[<prev] [next>] [<thread-prev] [thread-next>] [day] [month] [year] [list]
Message-ID: <20160109033712.GA5955@ZenIV.linux.org.uk>
Date: Sat, 9 Jan 2016 03:37:12 +0000
From: Al Viro <viro@...IV.linux.org.uk>
To: Joshua Hudson <joshudson@...il.com>
Cc: linux-kernel <linux-kernel@...r.kernel.org>
Subject: Re: [PATCH] add support for larger files in minix filesystem
On Sun, Nov 01, 2015 at 07:56:36PM -0800, Joshua Hudson wrote:
> From: Joshua Hudson <joshudson@...il.com>
>
> The Minix v3 filesystem and kernel driver have no actual dependency on files
> being less than 2GB in size; however the kernel does not allow creating a
> file of 2GB or larger on a Minix v3 filesystem. I was able to remove the pseudo-
> dependency easily by changing one line of code (filesystems need to tell VFS
> how big of files they allow).
Umm... AFAICS, native Minix v3 fsck will throw a fit if it sees anything
between 2Gb and 4Gb and truncate the value. Seeing that it's their
format _and_ silent changes like that (especially hidden by something like
"you need to binary-patch the field at this offset in superblock first")

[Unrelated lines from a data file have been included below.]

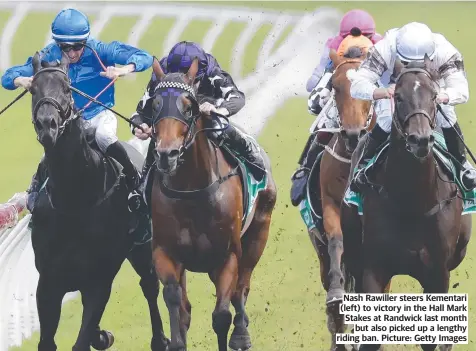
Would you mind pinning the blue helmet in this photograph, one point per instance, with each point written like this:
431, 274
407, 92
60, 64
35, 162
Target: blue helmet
70, 26
181, 56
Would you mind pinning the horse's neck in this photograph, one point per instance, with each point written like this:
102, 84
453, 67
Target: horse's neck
72, 164
410, 182
199, 167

are generally considered rude.
I'd suggest you to talk to Minix folks and convince them to raise that limit;
if it's merely a matter of unhappy fsck, it shouldn't be hard, but if their
minix/mfs/*.c code would get unhappy on files longer than 2Gb, it would be
harder and in that case we _really_ shouldn't run around creating such files
there.
Seriously, talk to Minix folks first.